Pintar, Matthew R.; Bohenek, Jason R.; Eveland, Lauren L.; Resetarits, William J. (2019), Data from: Colonization across gradients of risk and reward: nutrients and predators generate species-specific responses among aquatic insects, Dryad, Dataset, https://doi.org/10.5061/dryad.7q3n51j

Abstract

1. Predation risk and resource abundance are two primary characteristics that determine species abundances and community composition. Colonizing organisms should attempt to minimize the risk of mortality and maximize growth through selection of patches with the highest expected fitness. However, maximizing fitness across multiple gradients of patch quality involves accurate cue assessment, integration, and behavioral responses that consider multiple factors that affect fitness simultaneously. 2. Our goal was to simultaneously and factorially assess the effects of predation risk and resource abundance among an assemblage of aquatic insects to determine the relative importance of each factor, and whether the two factors interact to affect colonization, oviposition, and community assembly. 3. We conducted a field mesocosm experiment in which we crossed predator density (0, 1, 2 fish, Fundulus chrysotus) with supplemental nutrient abundance (0, 4, 8 g rabbit chow) in a 3 × 3 factorial design.

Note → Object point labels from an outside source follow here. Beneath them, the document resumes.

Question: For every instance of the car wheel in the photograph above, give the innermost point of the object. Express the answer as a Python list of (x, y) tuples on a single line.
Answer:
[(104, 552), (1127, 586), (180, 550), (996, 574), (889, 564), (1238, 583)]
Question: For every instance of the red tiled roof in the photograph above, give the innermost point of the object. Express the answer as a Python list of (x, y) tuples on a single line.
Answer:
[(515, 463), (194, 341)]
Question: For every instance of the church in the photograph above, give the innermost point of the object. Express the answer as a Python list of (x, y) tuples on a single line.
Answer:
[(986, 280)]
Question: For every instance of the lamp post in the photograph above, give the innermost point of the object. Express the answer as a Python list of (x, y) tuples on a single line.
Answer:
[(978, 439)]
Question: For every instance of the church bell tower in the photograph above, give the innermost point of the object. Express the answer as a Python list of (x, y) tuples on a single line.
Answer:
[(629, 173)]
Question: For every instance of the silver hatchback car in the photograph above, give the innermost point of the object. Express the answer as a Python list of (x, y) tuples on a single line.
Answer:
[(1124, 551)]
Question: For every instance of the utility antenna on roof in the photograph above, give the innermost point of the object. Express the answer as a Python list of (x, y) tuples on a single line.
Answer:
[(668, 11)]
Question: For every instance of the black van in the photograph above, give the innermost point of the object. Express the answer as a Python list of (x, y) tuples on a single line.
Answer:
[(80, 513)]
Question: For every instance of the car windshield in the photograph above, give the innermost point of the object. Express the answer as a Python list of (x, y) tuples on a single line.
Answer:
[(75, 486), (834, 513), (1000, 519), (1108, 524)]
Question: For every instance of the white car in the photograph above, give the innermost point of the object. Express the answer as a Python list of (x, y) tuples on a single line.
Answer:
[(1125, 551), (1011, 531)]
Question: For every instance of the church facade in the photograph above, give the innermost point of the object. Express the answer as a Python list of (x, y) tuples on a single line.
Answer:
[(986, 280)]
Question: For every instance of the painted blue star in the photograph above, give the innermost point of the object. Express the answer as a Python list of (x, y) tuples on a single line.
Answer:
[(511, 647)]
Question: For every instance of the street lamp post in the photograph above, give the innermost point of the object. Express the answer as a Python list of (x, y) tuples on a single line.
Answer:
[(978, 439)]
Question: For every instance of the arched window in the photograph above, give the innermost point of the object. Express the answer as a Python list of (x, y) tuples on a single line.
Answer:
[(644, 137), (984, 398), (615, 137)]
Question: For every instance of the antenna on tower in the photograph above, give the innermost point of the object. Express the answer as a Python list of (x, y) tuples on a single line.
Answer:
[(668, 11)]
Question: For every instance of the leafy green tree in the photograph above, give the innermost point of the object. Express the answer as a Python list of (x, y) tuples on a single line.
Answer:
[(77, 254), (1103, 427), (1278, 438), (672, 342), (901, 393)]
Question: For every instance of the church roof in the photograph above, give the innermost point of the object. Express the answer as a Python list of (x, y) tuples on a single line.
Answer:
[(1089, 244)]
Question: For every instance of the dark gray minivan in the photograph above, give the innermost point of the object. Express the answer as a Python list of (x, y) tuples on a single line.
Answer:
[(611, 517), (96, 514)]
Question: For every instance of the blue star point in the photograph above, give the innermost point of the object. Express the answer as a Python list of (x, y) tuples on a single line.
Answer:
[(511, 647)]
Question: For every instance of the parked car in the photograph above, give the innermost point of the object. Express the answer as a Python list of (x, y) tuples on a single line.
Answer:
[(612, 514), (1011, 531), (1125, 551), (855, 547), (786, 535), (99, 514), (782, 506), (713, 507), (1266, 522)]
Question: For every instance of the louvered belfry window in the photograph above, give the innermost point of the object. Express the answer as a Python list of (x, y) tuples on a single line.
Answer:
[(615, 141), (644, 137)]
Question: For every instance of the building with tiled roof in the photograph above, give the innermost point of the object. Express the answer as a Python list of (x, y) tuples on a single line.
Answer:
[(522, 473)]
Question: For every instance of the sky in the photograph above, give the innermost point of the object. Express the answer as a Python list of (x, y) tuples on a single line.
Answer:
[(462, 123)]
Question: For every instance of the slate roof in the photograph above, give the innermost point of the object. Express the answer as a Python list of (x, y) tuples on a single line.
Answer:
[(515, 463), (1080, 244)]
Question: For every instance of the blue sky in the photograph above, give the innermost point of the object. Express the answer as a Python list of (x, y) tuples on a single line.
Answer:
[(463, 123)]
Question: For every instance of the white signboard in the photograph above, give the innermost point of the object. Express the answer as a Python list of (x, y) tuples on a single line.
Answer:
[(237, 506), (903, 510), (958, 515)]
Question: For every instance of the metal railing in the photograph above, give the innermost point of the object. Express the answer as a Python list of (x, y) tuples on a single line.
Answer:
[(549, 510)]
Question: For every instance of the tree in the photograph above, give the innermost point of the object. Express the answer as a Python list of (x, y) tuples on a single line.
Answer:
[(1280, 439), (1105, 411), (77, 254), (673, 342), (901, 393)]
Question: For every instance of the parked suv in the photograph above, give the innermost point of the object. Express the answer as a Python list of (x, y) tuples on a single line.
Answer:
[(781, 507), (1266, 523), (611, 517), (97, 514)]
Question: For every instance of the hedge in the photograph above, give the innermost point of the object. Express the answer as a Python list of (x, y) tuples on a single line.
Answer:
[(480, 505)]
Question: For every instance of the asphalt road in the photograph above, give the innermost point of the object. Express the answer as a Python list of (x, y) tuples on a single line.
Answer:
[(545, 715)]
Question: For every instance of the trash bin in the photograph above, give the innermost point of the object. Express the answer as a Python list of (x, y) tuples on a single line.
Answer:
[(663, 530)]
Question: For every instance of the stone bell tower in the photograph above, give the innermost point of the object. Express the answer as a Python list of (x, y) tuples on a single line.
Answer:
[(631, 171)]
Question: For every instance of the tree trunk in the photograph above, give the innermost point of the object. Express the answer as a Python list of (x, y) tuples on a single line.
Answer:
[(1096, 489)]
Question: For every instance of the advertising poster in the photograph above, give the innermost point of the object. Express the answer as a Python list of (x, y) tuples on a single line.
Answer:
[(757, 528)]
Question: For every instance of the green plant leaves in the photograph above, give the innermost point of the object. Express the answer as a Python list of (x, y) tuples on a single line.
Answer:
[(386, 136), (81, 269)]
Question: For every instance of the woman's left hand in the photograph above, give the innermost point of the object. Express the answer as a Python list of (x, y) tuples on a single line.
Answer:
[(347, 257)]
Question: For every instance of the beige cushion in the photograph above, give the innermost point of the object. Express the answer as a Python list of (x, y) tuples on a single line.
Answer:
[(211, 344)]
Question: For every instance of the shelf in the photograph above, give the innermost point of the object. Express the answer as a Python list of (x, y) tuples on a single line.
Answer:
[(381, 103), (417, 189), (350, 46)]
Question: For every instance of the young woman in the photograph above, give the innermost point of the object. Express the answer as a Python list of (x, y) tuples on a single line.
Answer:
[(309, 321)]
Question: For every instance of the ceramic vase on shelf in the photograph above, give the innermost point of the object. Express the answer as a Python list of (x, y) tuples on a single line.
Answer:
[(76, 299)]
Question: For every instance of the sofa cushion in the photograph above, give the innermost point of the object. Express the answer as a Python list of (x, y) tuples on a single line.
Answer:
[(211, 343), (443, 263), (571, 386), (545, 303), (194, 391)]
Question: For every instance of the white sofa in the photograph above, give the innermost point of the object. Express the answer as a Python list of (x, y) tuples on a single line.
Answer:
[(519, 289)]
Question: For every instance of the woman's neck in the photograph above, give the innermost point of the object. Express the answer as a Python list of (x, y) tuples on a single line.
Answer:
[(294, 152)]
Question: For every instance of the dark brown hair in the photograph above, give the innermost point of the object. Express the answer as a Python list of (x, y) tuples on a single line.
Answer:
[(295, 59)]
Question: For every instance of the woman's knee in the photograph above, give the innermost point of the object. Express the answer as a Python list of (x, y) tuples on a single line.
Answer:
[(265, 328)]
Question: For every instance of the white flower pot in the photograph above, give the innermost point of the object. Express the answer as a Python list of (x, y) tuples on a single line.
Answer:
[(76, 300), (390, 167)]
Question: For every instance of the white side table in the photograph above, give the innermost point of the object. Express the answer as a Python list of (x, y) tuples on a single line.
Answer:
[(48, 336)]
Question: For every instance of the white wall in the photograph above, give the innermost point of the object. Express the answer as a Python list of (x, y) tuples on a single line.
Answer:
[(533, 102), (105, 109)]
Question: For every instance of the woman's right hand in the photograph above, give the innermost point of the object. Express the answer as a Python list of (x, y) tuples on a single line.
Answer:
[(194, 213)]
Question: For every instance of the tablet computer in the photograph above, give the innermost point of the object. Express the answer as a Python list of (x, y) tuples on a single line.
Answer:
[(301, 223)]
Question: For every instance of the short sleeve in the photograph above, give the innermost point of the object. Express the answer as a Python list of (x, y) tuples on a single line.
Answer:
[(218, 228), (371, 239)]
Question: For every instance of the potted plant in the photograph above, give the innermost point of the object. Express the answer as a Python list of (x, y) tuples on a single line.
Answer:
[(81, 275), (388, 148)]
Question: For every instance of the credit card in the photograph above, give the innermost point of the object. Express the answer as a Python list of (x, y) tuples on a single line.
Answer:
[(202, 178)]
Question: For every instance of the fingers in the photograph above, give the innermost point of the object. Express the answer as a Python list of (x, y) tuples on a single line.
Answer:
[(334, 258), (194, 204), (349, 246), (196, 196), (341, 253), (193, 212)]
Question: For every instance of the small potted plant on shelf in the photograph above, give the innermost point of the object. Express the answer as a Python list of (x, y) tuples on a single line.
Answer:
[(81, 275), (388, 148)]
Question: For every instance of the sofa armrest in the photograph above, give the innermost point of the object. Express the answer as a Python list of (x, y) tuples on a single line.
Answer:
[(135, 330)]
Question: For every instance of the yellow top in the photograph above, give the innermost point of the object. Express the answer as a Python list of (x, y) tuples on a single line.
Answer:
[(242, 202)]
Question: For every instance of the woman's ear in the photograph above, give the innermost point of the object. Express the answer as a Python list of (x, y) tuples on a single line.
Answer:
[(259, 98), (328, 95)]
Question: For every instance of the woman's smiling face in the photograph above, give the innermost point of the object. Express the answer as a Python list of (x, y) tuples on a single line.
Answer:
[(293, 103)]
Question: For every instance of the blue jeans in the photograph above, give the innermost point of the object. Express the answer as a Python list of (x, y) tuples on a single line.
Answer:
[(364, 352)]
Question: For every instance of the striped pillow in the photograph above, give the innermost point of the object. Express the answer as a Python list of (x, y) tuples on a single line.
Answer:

We then assayed colonization by natural populations of aquatic beetles and oviposition by Culex mosquitoes. 4. We observed species-specific responses, with many species avoiding fish and some selecting habitats with more nutrients. Nutrients and predator presence only interactively affected oviposition by Culex mosquitoes, and the effect of fish presence exceeded that of nutrients in all but one analysis. 5. Our results illustrate the primacy of predation risk in generating colonization patterns and structuring communities in aquatic habitats, but that colonization responses to variation in multiple components of patch quality are often species-specific. Simultaneous assessments of multiple aspects of patch quality allow for the determination of potential interactions among cue sources and the relative importance of various patch characteristics to colonizers.